The succinic acid derivatives had a similar influence on prostate carcinoma cell line PC-3 as of A549. After 24 h, the incubation time levels of caspase-3/7 were 2 to 35 times higher than the control. Contrary to MV4-11 cell line results, caspase levels were 3 to 15 times higher than positive control camptothecin. Activity was retained at a longer incubation time, but compared to camptothecin, it dropped below 1 one. The morpholine ester of 2–2b exhibited a very high level of caspase-3/7 after 24 and 72 h time at 1.5 × IC50 concentration. The activity of 5 was very high at shorter incubation times and dropped significantly later. The concentration-dependent increase of caspase-3/7 activity in the PC-3 cell line as well as the key role of these enzymes in apoptosis has been described before [23,24].

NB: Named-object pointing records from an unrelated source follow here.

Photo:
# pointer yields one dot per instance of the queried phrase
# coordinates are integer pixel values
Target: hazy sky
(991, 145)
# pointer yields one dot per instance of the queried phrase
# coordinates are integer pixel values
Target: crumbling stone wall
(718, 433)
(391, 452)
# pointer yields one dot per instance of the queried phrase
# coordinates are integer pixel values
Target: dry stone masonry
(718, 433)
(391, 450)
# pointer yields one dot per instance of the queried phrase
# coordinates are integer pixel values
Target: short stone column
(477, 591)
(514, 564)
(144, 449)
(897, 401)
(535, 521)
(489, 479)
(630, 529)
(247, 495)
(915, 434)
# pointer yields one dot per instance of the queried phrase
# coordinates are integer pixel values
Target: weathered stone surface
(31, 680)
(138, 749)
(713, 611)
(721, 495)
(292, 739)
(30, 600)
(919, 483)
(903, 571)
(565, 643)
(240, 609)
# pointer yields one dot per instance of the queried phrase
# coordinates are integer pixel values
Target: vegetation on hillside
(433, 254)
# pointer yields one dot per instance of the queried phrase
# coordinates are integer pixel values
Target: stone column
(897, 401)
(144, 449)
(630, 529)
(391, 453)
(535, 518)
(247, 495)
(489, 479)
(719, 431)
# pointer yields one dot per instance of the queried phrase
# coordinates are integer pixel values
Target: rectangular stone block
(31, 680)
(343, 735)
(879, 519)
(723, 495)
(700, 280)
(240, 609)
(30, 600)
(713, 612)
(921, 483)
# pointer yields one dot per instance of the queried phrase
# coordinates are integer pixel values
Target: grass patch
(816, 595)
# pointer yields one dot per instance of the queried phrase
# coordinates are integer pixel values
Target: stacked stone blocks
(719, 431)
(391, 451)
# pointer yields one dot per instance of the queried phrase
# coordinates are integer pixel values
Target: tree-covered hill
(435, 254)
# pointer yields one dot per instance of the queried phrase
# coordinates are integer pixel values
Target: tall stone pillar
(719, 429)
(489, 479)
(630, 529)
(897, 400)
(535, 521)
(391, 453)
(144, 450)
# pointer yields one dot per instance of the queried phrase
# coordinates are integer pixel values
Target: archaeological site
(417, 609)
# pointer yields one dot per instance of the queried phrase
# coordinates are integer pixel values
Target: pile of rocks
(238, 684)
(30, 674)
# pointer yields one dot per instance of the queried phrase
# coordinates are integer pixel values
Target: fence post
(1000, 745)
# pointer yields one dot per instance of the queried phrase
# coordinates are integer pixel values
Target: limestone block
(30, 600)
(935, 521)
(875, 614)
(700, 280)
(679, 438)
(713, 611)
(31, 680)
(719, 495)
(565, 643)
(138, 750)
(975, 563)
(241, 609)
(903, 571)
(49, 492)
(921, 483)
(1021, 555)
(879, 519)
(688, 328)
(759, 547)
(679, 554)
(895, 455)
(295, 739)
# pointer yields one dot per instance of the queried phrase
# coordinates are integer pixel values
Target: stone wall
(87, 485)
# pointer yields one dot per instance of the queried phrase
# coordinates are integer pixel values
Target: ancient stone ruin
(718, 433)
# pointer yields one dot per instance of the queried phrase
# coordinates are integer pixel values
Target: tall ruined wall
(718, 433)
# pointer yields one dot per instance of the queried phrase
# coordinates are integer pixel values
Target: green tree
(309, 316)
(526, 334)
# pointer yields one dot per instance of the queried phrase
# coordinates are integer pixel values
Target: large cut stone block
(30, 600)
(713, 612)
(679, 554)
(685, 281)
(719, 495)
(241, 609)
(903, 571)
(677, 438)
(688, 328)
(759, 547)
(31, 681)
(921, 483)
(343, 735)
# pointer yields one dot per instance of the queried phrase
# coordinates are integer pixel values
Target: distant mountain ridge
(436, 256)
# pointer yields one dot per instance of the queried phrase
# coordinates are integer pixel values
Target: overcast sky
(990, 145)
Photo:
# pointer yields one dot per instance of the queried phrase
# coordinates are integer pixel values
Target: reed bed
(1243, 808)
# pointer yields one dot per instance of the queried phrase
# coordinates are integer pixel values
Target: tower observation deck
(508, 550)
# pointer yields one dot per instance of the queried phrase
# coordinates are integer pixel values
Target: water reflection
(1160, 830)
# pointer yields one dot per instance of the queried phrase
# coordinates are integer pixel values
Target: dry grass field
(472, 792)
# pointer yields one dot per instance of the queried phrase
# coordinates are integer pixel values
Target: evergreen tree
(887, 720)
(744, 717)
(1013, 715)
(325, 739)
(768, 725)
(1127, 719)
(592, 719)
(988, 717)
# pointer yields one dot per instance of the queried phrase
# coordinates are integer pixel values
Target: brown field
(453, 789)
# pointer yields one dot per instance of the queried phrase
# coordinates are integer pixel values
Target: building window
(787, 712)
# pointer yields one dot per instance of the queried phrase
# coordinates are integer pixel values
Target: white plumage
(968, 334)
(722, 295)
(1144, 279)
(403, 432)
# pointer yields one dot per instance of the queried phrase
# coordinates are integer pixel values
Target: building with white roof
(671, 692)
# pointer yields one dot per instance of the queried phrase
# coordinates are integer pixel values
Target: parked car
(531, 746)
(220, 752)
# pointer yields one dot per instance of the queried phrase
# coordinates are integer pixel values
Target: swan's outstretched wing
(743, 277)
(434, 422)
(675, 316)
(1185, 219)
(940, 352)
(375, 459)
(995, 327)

In the case of the MV4-11 leukemia cell line, only compounds 2c and 2d after 24 h exhibited increased levels of caspase-3/7. After 72 h, no effect on caspases was observed at any concentration used. The MFC-7 breast carcinoma cells do not express caspase-3/7 and, therefore, studies were not conducted on them [25].
2.4. Lipophilicity and ADME Properties
Lipophilicity is an important physicochemical parameter that determines the possibility of transporting substances through biological membranes. This descriptor is related to processes such as absorption and distribution, as well as the excretion of xenobiotics in the body. Lipophilicity also affects the ability of a compound to bind to plasma proteins and form a compound–receptor complex. The pharmacodynamic and pharmacokinetic properties of medicinal substances often correlate with their lipophilicity [26].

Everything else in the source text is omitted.